Downsizing. Decluttering. A parent's death. Sooner or later, all of us are faced with things we no longer need or want. But when we drop our old clothes and other items off at a local donation center, where do they go? Sometimes across the country--or even halfway across the world--to people and places who find value in what we leave behind.
In Secondhand, Adam Minter, journalist and author of Junkyard Planet, takes us on an unexpected adventure into the often-hidden, multibillion-dollar industry of reuse: thrift stores in the American Southwest to vintage shops in Tokyo, flea markets in Southeast Asia to used-goods enterprises in Ghana, and more.
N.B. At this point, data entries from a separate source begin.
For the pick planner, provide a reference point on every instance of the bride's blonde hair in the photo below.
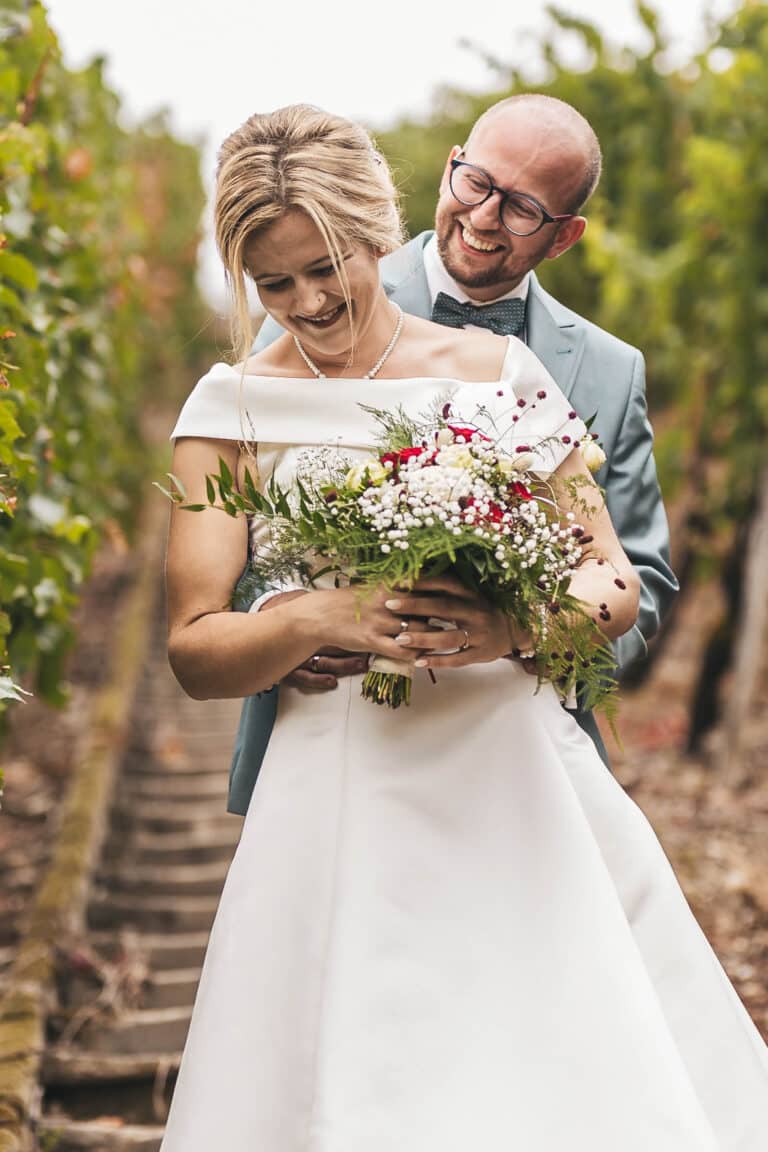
(301, 157)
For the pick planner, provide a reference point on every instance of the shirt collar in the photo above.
(439, 280)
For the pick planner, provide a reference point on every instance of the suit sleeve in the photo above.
(635, 503)
(267, 334)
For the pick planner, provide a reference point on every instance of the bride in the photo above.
(445, 927)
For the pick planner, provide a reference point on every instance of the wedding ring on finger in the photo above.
(403, 636)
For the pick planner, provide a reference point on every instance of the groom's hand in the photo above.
(321, 672)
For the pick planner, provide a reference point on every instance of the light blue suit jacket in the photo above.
(600, 374)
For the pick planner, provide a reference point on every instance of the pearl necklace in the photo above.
(372, 372)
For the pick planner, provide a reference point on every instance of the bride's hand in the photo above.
(485, 634)
(362, 622)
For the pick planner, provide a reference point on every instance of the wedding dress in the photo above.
(447, 927)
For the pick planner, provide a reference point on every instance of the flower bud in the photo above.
(594, 457)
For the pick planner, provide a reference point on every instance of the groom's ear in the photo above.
(446, 172)
(569, 233)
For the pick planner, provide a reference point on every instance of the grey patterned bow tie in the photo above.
(506, 317)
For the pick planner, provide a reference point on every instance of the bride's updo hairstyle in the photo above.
(301, 157)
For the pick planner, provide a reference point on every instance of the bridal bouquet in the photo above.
(439, 495)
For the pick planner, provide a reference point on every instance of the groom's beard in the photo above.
(502, 271)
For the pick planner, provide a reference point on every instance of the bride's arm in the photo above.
(215, 652)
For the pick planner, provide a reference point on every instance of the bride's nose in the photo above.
(311, 300)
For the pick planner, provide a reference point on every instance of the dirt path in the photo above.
(714, 833)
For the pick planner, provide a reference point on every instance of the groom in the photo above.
(509, 199)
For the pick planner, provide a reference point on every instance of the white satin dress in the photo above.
(447, 927)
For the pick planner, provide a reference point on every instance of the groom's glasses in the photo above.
(518, 213)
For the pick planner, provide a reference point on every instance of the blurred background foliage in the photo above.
(99, 310)
(674, 259)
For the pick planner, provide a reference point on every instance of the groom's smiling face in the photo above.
(522, 154)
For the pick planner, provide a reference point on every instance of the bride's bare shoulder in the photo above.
(274, 360)
(473, 354)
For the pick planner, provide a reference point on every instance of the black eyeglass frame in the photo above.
(504, 195)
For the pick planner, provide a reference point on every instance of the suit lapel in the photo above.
(555, 335)
(404, 279)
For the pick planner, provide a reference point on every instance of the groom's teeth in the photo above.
(476, 242)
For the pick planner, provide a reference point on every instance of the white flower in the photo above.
(455, 455)
(359, 476)
(594, 457)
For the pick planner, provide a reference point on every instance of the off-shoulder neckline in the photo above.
(350, 379)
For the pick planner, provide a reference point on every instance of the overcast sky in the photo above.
(212, 65)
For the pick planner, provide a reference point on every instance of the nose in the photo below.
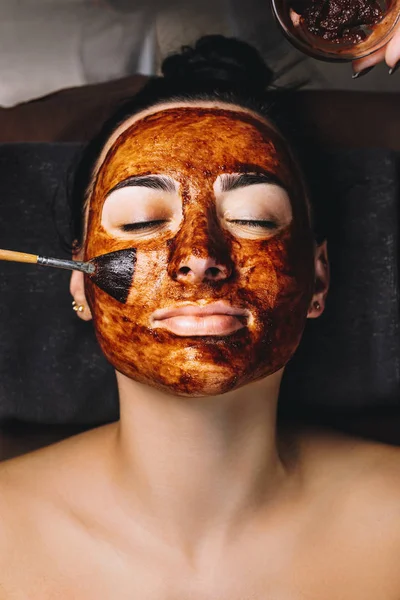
(196, 269)
(200, 252)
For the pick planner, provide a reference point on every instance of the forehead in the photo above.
(194, 139)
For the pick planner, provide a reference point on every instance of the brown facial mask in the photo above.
(226, 237)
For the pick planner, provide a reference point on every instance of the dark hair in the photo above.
(217, 69)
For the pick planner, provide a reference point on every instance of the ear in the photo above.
(77, 289)
(322, 279)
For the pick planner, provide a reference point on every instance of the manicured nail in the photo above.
(362, 73)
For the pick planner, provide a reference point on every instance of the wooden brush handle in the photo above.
(18, 256)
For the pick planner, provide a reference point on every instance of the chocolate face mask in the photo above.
(213, 207)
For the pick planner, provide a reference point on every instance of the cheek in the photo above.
(275, 273)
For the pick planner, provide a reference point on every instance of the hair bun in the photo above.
(216, 58)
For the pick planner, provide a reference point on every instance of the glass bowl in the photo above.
(286, 13)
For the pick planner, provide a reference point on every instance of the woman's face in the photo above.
(223, 263)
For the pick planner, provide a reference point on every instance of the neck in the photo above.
(195, 465)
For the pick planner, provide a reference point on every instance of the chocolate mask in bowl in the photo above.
(214, 205)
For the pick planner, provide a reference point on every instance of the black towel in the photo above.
(51, 370)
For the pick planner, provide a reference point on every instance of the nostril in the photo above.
(213, 272)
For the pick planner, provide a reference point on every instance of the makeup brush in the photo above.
(112, 272)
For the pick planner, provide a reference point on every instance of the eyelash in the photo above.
(141, 225)
(250, 223)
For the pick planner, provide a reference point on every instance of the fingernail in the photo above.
(362, 73)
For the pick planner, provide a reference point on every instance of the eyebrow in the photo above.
(237, 180)
(154, 182)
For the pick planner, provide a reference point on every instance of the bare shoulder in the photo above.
(35, 485)
(359, 479)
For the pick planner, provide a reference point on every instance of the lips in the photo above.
(217, 318)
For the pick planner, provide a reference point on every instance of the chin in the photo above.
(190, 380)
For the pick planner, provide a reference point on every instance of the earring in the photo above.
(77, 307)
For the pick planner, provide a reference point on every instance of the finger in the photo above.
(392, 55)
(369, 61)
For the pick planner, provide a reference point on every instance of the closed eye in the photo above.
(142, 225)
(254, 223)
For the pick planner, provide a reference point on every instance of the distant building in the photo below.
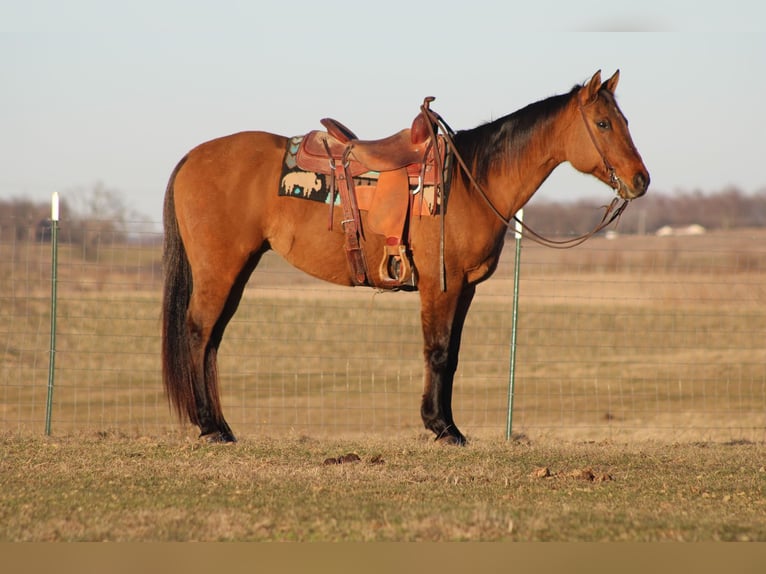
(668, 231)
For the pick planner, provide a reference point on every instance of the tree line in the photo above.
(100, 214)
(730, 208)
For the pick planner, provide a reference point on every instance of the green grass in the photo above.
(115, 488)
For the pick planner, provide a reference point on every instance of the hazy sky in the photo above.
(117, 92)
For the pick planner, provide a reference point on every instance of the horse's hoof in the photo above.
(219, 437)
(451, 440)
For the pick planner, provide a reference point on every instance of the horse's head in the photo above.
(600, 143)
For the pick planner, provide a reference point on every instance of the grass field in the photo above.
(111, 488)
(639, 403)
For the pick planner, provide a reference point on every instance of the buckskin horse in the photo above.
(222, 212)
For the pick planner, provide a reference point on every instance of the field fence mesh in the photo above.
(632, 337)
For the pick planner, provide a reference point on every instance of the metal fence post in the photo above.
(54, 282)
(514, 322)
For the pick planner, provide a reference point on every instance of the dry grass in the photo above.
(641, 337)
(112, 488)
(639, 411)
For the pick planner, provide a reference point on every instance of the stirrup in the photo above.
(395, 268)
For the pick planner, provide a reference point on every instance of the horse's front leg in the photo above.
(443, 316)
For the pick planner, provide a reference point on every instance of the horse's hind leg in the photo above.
(212, 306)
(443, 316)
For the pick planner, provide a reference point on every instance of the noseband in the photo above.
(614, 181)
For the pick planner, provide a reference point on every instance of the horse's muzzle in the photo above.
(638, 187)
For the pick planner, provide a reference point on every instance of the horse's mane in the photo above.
(495, 142)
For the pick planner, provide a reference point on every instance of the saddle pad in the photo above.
(302, 184)
(295, 182)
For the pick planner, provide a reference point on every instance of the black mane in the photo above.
(494, 142)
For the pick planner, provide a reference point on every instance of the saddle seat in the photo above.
(404, 148)
(393, 163)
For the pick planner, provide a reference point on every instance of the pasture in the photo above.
(114, 488)
(639, 404)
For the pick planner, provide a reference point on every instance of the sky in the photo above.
(115, 93)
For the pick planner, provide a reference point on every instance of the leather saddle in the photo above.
(381, 177)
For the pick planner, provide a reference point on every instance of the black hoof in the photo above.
(219, 437)
(450, 436)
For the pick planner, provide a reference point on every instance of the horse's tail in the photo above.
(177, 365)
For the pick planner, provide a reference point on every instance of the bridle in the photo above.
(612, 212)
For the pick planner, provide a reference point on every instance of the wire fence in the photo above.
(634, 337)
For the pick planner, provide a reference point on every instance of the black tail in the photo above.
(177, 369)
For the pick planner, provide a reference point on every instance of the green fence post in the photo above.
(54, 282)
(514, 322)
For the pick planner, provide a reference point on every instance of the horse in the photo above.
(222, 212)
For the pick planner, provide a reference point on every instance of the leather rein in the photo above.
(610, 213)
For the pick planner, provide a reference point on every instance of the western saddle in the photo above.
(381, 177)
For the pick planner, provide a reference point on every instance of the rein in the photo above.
(606, 219)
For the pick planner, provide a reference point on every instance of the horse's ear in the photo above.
(611, 84)
(589, 91)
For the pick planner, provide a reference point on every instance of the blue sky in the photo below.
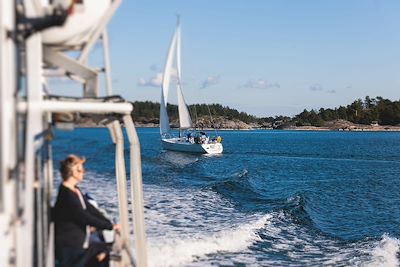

Along the way, Minter meets the fascinating people who handle--and profit from--our rising tide of discarded stuff, and asks a pressing question: In a world that craves shiny and new, is there room for it all?
Secondhand offers hopeful answers and hard truths. A history of the stuff we've used and a contemplation of why we keep buying more, it also reveals the marketing practices, design failures, and racial prejudices that push used items into landfills instead of new homes. Secondhand shows us that it doesn't have to be this way, and what really needs to change to build a sustainable future free of excess stuff.
Adam Minter is the author of Junkyard Planet: Travels in the Billion-Dollar Trash Trade and a columnist for Bloomberg Opinion.
Kimberly Scrafano, Executive Director of Mechanics' Institute, previously worked for Goodwill Industries, the country's largest social enterprise dedicated to promoting reuse and recycling. She also has experience in public policy and community development, including creating environmental and public health initiatives. She has a strong personal commitment to reducing her own carbon footprint and advocating for sustainability in the community.